Sen ki, olaylara insani pencereden bakan, Ortodoks solun tabularını, şiddetin politikleşmesini eleştirendin..
Ne oldu da; vicdanları sızlattın?
***
Arayanlar işin özüne vakıf olunca!.. Tamamladıkları cümlelerin sonuna şu ifadeyi eklediler İcra ettikleri siyasetin kulvarı Katırcıoğlu hocayı fena zehirlemiş olacak ki, vicdanlar ayaklar altında geziniyor!.. Biz böyle bilmiyorduk!
***
Neyse! Biz de, Ah Katırcıoğlu ah!Sen bu tıynette değildin, ne oldu da tiynetsizleştin...? Keşke, o annelerin, bacıların, babaların yanına gidip; sağduyulu bir hassasiyetle dertlerini dinleyip, derman olabilme vekaletini alıp, asil bir misyonla, seçilmişliğini, ortaya koymuş olaydın!..
***
Yapmadın! Bilakis, dağdaki çocuklarının peşine düşen anne ve babalara Ohh, çocuklarınızı vermiyorlar oh diye nispet yaptın ve zafer işaretini icra ettin, yüzündeki maskeyi düşürerek!?..
***
ALçAKLIĞIN DA ÖTESİNDE BİR DURUM!
İçişleri Bakanı Süleyman Soylu nün, attığı twetten haberiniz vardır, sanırım.. Olmayanlar için aktarayım
45 gündür anam hastanede. Annemle fotomun altına küfreden alçak mahkemeye çıkıyor ve adli kontrolle serbest kalıyor.
Ne yapmalıyım.
Bakan olsam ne yazar.
Millet, devlet işleriyle boğuşurken anasının namusuna sahip çıkamamak ne ifade eder.

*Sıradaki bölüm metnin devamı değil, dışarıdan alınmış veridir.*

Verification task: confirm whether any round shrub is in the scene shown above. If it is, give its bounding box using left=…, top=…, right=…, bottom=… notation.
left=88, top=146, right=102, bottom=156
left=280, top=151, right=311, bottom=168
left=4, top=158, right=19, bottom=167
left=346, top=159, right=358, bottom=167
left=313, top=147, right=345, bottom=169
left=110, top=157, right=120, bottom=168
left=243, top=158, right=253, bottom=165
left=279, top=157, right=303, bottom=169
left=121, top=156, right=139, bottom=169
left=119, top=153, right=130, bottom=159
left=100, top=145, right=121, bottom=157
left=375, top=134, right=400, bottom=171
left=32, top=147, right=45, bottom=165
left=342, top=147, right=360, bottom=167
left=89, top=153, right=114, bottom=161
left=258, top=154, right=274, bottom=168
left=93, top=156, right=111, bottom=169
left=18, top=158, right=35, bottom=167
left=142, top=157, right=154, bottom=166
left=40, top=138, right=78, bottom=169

Twitimle yeniden alınırsa da provokasyon sayarım.
***
Bu tweett.. Ve muhtevası.. Eksenindeki gelişmeler; akla ziyan bir ibretlik, içermektedir! Hem de vicdanları sızlattığı gibi, insan ruhunu da alabora ediyor
***
Hiç kuşkusuz ki, yargıyı, hukuku, adaleti korumak ve kollamak, hepimizin görevidir Hem biz bireyler, hem de siyasiler, hem de ülkeyi idare edenler ve en çok da, bu işin mutfağında bulunanlar, yargıya güven tesis etmelidir Sahiplenmelidir...
***
Elbette ki, atılan bir tweet.. Sosyal medyadaki bir paylaşım, üzerine Yargıya bir tahakküm.. Ya da siyasi nüfuz edicilik, olmayacağı gibi bu kulvarı da, her türlü provokasyona, kışkırtmaya, şeytani ahlaksızlığa da, teslim edilmemesi, at koşturulacak alan olmaması gerektiğini belirtmek isterim!
***
Yargının, yıllar yılı hangi düşüncelerin, hangi siyasi akımların, hangi sistemlerin, elinden can çektiğini, gördük yaşadık ve biliyoruz!!.. Ama velakin, halkın, bu ülkenin tüm bireylerinin güvendiği tek sığınak olan, yargının da üstün kimliğini koruyup, kollamalı ve vicdanlara yerlerde ağıt yaktırmamalıdır!!!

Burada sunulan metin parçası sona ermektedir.